The president ordered the military to deploy emergency response teams from Jakarta, West Sumatra and North Sumatra provinces. He said the military will provide earth-moving equipment to clear the rubble.
SurfAid, a New Zealand-based medical aid group, said its program director David Lange narrowly escaped death when he fled the Ambacang Hotel minutes before it collapsed.
"People are trapped and screaming for help but they are below huge slabs which will take heavy equipment to move," Lange was quoted as saying in a statement by SurfAid.
"I saw dozens of the biggest buildings collapsed in town. Most of the damage is concentrated in the commercial center market, which was fully packed," he said.
At least 80 people were missing at the five-story Ambacang Hotel, said Indra, a paramedic who uses only one name.
Terrified residents who spent a restless night, many sleeping outdoors, were jolted by the new quake Thursday morning.
The U.S. Geological Survey said the quake hit about 150 miles (240 kilometers) south of Padang. It damaged 1,100 buildings, including mosques and homes, in the town of Jambi, according to Mayor Hasfiah, who uses only one name like many Indonesians. He said there were no deaths, but dozens of people were injured.
Wednesday's quake was so powerful that it caused buildings to sway hundreds of miles (kilometers) away in Malaysia and Singapore. In Padang, children screamed as thousands of frantic residents fled in cars and motorbikes, honking horns. They feared the quake would trigger a tsunami, but no giant waves struck.

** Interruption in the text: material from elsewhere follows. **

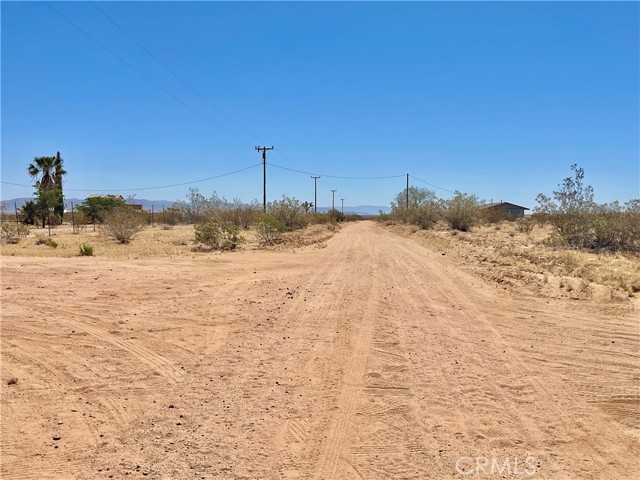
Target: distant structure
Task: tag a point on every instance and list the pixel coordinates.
(109, 195)
(509, 210)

The quake severed roads and cut off power and communications to Padang, and the extent of damage in surrounding areas was still unclear.
Indonesia, a poor, sprawling nation, sits on a major geological fault zone and is frequently hit by earthquakes. The latest quakes were along the same fault line that spawned the 2004 Asian tsunami that killed 230,000 people in a dozen nations.
Geologists said the Indonesia quakes were not related to another deadly quake Tuesday that hit islands in the South Pacific.
Padang's mayor appealed for assistance on Indonesian radio station el-Shinta.
"We are overwhelmed with victims and ... lack of clean water, electricity and telecommunications," Mayor Fauzi Bahar said. "We really need help. We call on people to come to Padang to evacuate bodies and help the injured."
Finance minister Sri Mulyani said the government has allocated $25 million for a two-month emergency response. She said the earthquake will seriously affect Indonesia's economic growth, because West Sumatra is a main producer of crude palm oil.
"This region has been damaged seriously, including its infrastructure," Mulyani said.
Associated Press writers Ali Kotarumalos and Niniek Karmini in Jakarta contributed to this report.